"Dallas Buyer's Club" covers a lot of the same ground as an Oscar-nominated documentary about AIDS from last year, "How To Survive A Plague." Each film covers the time from mid-to-late 1980s when the disease struck, when there was no accepted or effective medical treatment, when the patients themselves had to push for better research and faster tracks to bring drugs to market.
Each is a memoir of a terrible time. "Dallas Buyer's Club" triggered a flashback to around 1988, when as a reporter and columnist at The Hartford Courant, I attended a meeting at which the paper's top editor at the time questioned whether the paper should write at all about condoms and their role in disease prevention. At the time, the word "condom" had rarely, if ever, appeared in the newspaper.
A lot of things have changed. Others haven't. This hour, we explore the history and current status of AIDS. Click here for more information on HIV/AIDS research in Connecticut, and for the Academy Awards Red Carpet Experience fundraiser at Spotlight Theaters.
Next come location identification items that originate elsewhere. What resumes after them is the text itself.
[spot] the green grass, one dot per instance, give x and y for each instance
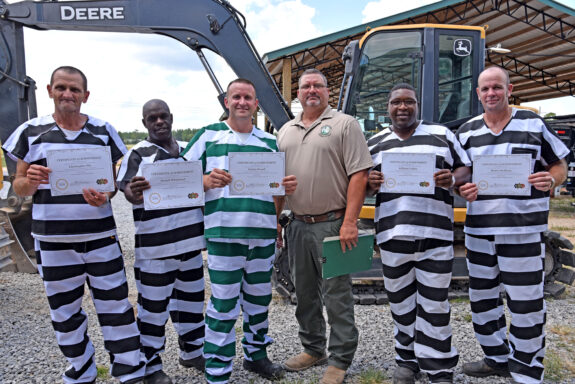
(103, 373)
(313, 380)
(562, 207)
(372, 376)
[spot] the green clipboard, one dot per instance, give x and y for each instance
(336, 263)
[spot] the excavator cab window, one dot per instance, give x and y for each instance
(387, 58)
(454, 85)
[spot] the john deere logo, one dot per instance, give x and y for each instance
(325, 130)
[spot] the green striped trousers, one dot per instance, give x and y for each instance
(240, 272)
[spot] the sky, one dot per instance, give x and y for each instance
(125, 70)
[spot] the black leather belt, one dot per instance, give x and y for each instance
(329, 216)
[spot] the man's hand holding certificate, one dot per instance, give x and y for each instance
(173, 185)
(502, 174)
(76, 169)
(408, 172)
(257, 173)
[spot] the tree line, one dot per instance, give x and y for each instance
(137, 136)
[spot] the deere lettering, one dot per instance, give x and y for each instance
(96, 13)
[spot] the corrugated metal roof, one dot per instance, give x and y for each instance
(539, 33)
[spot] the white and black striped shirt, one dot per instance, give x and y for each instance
(163, 232)
(416, 216)
(64, 218)
(526, 132)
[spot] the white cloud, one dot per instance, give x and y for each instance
(125, 70)
(276, 24)
(383, 8)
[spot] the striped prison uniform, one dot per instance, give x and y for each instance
(75, 243)
(505, 248)
(168, 267)
(415, 236)
(240, 233)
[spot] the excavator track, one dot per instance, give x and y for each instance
(368, 288)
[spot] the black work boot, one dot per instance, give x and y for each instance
(482, 369)
(198, 362)
(265, 368)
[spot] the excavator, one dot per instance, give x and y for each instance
(442, 62)
(213, 25)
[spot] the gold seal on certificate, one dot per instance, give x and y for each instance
(76, 169)
(502, 175)
(173, 185)
(407, 172)
(257, 173)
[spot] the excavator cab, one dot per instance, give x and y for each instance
(442, 63)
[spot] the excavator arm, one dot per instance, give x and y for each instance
(199, 24)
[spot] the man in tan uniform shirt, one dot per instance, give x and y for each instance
(327, 152)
If you have questions or comments, write below, email Colin@wnpr.org, or tweet @wnprcolin.
GUESTS:
- Shawn Lang is the Director of Public Policy at AIDS Connecticut.
- Karina Danvers is the Director of the CT AIDS Educational Training Center at the Yale School of Medicine AIDS Program, which provides education primarily to doctors and other providers on topics related to HIV/AIDS.
- Dr. R. Douglas Bruce is an Assistant Professor of Medicine at Yale School of Medicine, and assistant professor of Epidemiology at Yale School of Public Health. He’s also the interim chief of medicine at the Cornell Scott Hill Health center.